No one can pick the weather and I am not about to, other than to say after a prolonged dry spell (and drought in many areas of Queensland and New South Wales), the odds are that we are closer to a wetter cycle. A good sign is that Northern Queensland, which has had a really troubled couple of years, has had some strong rainfall patterns this summer. The Bureau of Meteorology predicts a reasonably average upcoming autumn rainfall pattern, after being below average in prior years.
Input prices are also falling. Reasonable in-crop rainfall has resulted in lower wheat, barley, cotton seed, and other fodder costs for livestock producers. For instance, Darling Downs wheat has continued its downward trend of 2014, with prices down to $360 to $370 per tonne most recently.
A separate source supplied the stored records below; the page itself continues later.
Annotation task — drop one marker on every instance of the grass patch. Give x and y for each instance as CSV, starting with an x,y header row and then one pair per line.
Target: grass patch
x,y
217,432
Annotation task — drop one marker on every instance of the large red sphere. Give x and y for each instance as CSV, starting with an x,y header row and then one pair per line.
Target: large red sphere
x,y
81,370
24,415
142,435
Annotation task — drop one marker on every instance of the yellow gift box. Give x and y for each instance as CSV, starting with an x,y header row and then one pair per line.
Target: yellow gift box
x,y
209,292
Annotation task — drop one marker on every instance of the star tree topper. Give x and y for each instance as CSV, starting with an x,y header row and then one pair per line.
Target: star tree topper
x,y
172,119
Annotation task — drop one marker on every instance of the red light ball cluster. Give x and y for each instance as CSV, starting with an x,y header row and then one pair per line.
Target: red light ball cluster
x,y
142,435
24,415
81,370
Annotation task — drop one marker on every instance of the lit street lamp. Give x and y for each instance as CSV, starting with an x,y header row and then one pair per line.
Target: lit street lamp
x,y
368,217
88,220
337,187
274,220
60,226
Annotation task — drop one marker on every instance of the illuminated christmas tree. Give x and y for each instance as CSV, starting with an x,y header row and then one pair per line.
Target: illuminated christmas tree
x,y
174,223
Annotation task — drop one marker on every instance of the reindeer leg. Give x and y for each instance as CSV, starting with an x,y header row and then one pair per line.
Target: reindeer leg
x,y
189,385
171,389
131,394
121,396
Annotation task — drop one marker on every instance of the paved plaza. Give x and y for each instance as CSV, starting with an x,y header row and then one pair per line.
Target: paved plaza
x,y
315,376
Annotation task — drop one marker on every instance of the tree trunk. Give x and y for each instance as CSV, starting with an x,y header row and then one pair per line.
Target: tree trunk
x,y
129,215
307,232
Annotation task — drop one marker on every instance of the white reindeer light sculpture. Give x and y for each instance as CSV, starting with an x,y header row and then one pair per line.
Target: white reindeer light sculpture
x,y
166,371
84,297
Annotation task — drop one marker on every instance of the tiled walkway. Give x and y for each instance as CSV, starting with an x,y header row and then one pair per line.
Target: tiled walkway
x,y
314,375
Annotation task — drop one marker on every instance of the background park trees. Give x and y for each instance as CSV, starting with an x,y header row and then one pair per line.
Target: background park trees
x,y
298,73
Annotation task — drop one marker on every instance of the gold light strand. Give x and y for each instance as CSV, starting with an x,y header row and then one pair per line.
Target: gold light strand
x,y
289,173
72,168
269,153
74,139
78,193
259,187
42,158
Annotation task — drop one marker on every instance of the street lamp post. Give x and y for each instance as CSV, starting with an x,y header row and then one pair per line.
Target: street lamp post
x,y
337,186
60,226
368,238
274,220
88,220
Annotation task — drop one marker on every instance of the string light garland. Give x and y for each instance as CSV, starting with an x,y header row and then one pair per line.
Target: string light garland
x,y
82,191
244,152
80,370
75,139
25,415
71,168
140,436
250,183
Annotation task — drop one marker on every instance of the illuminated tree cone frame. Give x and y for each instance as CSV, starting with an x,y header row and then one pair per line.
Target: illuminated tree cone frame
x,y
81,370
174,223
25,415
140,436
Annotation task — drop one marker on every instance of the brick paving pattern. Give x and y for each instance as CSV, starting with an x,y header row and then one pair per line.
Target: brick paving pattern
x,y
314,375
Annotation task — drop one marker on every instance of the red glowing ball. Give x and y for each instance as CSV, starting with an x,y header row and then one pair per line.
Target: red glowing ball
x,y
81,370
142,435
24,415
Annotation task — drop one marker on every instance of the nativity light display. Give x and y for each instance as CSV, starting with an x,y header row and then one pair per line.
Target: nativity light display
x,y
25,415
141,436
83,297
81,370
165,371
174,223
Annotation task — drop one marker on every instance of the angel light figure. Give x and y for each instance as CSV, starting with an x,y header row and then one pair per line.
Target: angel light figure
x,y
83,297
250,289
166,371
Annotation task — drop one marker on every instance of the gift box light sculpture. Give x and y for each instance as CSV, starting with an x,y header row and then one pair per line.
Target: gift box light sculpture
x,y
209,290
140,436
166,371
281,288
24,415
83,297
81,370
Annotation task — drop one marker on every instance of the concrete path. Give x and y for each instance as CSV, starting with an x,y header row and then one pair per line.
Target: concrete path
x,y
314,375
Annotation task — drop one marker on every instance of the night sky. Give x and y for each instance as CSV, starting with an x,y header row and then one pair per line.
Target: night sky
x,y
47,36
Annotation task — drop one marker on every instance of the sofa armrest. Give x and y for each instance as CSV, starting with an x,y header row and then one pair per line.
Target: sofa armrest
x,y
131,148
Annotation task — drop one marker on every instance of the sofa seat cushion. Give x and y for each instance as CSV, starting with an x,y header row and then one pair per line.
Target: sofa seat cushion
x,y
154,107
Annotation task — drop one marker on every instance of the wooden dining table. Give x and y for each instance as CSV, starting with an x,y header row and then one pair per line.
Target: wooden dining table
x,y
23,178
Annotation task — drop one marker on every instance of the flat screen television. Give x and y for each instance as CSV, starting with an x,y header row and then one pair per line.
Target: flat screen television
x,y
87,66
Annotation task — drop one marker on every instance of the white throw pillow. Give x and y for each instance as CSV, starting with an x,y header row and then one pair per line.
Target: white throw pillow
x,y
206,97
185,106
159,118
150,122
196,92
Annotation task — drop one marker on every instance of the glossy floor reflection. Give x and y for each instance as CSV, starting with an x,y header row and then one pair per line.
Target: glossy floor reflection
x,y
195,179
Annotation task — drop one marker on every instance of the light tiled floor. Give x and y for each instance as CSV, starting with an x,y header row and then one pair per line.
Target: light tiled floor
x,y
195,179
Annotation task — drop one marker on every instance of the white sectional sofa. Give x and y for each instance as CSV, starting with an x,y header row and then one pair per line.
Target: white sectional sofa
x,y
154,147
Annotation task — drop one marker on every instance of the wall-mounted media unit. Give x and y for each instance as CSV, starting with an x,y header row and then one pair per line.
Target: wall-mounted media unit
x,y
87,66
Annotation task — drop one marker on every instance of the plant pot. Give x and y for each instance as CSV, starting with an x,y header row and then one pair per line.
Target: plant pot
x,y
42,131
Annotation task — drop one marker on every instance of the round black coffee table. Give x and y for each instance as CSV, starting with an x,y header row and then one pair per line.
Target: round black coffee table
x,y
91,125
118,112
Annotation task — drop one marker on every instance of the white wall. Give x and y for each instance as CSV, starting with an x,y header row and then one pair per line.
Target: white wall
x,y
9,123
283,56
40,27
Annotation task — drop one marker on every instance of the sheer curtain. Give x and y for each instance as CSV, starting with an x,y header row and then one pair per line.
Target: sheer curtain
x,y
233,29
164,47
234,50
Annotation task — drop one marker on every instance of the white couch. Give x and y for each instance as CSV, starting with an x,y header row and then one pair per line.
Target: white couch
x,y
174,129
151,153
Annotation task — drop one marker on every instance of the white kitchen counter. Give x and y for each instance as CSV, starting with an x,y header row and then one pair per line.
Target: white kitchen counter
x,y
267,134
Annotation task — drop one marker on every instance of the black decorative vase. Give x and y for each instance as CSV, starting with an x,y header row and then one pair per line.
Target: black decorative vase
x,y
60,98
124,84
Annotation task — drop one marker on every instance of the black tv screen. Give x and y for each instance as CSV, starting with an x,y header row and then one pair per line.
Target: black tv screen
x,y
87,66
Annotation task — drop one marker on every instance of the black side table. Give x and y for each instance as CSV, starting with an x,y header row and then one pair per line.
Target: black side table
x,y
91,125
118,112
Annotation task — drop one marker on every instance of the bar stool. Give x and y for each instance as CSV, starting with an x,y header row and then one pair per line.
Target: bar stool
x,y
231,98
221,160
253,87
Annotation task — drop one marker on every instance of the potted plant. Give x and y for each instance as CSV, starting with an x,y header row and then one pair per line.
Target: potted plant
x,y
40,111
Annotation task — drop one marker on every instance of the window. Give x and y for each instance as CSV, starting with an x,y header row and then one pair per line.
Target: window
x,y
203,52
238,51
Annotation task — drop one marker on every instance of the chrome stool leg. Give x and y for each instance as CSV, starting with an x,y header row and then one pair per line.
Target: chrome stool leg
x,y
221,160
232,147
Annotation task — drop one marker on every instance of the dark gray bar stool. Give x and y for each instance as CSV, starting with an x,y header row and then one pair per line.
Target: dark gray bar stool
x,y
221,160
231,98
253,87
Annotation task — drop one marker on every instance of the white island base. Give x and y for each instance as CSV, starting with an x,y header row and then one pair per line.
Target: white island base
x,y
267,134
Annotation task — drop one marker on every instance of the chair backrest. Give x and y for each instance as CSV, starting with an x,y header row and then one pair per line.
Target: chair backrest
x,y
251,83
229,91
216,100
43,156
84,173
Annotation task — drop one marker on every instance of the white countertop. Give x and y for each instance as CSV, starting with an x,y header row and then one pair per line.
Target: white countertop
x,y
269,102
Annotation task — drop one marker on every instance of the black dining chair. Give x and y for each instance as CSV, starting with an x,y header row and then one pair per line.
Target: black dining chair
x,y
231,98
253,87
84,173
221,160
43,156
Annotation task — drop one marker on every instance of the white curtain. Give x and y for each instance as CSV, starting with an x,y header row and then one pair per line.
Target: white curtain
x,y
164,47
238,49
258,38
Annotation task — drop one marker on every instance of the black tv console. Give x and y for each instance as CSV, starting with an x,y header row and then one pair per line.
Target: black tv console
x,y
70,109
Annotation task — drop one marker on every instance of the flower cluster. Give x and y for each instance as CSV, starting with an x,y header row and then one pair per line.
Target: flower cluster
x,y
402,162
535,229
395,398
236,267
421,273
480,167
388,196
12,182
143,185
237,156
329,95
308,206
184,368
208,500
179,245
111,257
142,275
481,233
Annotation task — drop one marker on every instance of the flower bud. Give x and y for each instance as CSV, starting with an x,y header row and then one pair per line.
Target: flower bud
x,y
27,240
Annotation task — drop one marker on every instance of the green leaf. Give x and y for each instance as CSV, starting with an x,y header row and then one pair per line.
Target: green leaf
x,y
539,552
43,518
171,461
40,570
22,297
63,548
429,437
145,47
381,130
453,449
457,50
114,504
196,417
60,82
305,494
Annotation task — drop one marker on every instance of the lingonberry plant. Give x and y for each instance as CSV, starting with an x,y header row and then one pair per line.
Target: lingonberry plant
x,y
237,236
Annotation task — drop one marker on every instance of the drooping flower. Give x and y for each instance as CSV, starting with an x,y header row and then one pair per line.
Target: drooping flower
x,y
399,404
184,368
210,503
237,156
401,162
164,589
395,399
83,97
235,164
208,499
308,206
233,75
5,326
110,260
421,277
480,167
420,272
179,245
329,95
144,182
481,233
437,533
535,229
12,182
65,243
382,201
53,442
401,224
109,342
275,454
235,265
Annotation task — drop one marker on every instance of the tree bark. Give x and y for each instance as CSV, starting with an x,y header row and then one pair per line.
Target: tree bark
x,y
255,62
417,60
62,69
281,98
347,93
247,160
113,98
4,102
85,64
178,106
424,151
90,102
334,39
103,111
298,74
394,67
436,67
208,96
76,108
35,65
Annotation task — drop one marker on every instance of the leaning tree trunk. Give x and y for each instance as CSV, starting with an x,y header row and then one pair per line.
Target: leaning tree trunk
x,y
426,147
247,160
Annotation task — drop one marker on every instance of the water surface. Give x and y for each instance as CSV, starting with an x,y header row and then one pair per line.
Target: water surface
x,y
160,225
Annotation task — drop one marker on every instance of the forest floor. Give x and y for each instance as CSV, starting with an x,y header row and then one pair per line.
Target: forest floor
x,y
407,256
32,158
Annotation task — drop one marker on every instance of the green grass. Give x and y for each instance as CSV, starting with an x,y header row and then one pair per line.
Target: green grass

Recent pricing across the country also shows hay either steady or falling in most districts.
All these indicators point to an improvement in core profitability in the short to medium term.
However, core profitability is only half the equation of a good investment/lending proposition.
What is more important is the profitability in the context of how much has been invested, adjusted for risk ( the risk adjusted return on assets). We have been arguing for some time that land prices in some areas have been too high for the profit that many farms make. Reported returns on North Queensland beef farms of low single digits, were not sustainable, particularly given the business risk farmers take. There is a valuation/financial return gap which must be closed, although in the beef industry (with production cycles extending to years) these sorts of imbalances can take a long time to play out.
There are only two things that must happen to close the valuation/financial return gap, either land prices must go down, or profitability must go up. In recent times we have seen land prices coming down (and we will be watching the next ABARES farm returns report with interest - due in March), and with the recent changes in the market, profitability is improving. Whilst in some areas there’s a way to go before we see acceptable returns, with the positive signs we are seeing, beef is definitely worth another look.